“Studies suggest that regenerating soil by turning our backs on industrial farming holds the key to tackling climate change”
“The science on this is quite exciting. A study published recently by the US National Academy of Sciences claims that regenerative farming can sequester 3%of our global carbon emissions. An article in Science suggests it could be up to 15%. And new research from the Rodale Institute in Pennsylvania, although not yet peer-reviewed, says sequestration rates could be as high as 40%. The same report argues that if we apply regenerative techniques to the world’s pastureland as well, we could capture more than 100% of global emissions. In other words, regenerative farming may be our best shot at actually cooling the planet.Yet despite having the evidence on their side, proponents of regenerative farming – like the international farmers’ association La Via Campesina – are fighting an uphill battle. The multinational corporations that run the industrial food system seem to be dead set against it because it threatens their monopoly power – power that relies on seeds linked to patented chemical fertilisers and pesticides. They are well aware that their methods are causing climate change, but they insist that it’s a necessary evil: if we want to feed the world’s growing population, we don’t have a choice – it’s the only way to secure high yields.

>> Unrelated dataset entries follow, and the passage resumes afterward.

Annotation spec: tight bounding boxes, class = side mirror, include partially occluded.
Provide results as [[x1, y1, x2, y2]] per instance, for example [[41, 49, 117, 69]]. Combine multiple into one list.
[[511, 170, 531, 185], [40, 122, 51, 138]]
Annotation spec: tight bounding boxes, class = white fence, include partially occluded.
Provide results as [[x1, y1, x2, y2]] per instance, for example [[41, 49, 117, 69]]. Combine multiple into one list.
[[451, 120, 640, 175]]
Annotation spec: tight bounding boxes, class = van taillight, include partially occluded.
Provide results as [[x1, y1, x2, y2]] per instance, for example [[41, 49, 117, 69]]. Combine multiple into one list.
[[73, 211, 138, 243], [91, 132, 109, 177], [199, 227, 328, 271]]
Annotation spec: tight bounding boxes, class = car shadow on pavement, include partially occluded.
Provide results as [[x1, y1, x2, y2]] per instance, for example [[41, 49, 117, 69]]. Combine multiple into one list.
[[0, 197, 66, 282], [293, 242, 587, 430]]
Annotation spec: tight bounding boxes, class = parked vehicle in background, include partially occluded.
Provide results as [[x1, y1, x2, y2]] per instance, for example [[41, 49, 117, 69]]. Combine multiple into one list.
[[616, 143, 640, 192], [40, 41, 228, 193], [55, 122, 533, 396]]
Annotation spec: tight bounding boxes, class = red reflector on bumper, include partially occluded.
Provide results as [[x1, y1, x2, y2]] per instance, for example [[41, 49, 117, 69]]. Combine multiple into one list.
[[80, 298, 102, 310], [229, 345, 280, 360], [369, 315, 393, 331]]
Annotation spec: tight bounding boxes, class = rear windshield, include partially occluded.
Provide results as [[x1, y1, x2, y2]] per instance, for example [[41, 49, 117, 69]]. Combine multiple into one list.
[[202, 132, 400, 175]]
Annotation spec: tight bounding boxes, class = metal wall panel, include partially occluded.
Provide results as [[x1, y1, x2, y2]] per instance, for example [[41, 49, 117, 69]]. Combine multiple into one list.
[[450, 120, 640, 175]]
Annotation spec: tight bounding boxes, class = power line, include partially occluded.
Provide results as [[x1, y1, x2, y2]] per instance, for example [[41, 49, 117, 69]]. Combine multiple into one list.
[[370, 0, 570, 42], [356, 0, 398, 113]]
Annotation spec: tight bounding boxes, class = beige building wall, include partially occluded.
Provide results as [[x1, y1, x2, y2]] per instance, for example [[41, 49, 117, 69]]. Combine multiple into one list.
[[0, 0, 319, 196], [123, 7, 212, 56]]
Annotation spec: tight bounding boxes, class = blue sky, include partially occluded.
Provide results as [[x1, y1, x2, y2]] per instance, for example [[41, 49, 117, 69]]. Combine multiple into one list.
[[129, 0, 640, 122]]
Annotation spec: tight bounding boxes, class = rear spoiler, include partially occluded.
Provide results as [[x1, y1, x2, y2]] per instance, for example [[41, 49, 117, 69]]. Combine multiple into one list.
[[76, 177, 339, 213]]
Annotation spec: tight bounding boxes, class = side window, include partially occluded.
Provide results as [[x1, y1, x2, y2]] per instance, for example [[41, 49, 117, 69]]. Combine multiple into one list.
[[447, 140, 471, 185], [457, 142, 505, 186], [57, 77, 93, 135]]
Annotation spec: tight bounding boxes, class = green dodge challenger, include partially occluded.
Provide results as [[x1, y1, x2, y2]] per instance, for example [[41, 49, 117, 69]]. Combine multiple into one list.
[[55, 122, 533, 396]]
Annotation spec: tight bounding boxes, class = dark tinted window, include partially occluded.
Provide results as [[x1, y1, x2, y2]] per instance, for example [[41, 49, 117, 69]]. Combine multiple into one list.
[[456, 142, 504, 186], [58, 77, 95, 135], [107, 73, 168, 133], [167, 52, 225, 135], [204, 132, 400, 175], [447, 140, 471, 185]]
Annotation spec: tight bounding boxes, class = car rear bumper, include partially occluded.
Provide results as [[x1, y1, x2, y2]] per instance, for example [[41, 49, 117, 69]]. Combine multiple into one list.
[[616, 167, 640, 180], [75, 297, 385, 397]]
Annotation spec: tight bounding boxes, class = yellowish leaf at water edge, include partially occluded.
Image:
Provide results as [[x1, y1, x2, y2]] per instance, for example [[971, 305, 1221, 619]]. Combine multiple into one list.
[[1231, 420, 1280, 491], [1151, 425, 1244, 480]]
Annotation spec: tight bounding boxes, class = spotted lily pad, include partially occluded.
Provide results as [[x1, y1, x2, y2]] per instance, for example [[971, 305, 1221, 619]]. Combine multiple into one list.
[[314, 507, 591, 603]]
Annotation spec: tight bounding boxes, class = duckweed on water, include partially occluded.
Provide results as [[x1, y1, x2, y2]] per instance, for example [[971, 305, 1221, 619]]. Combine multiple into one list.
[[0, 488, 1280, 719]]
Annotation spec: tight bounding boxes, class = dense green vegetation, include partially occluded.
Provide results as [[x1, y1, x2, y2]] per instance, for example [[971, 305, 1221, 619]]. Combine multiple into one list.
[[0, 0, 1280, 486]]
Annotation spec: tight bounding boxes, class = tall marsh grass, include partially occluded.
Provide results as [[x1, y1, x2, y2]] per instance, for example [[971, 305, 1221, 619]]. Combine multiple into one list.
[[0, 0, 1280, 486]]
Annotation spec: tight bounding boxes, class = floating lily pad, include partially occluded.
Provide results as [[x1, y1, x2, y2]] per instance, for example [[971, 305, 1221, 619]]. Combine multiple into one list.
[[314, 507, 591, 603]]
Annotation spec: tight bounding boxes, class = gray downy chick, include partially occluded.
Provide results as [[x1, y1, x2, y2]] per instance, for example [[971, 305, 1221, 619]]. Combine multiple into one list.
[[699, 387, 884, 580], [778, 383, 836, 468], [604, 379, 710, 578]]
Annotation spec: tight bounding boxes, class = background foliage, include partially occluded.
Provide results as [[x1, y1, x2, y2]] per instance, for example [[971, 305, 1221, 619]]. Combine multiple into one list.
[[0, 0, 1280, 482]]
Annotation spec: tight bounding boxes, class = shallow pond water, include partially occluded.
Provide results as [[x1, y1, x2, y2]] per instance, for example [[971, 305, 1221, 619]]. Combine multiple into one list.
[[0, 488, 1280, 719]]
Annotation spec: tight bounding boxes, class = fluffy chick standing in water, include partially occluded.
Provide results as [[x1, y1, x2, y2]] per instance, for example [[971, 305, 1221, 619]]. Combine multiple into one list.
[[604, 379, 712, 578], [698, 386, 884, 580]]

Scientists are calling their bluff. First of all, feeding the world isn’t about higher yields; it’s about fairer distribution. We already grow enough food for 10 billion people. In any case, it can be argued that regenerative farming actually increases crop yields over the long term by enhancing soil fertility and improving resilience against drought and flooding. So as climate change makes farming more difficult, this may be our best bet for food security, too.”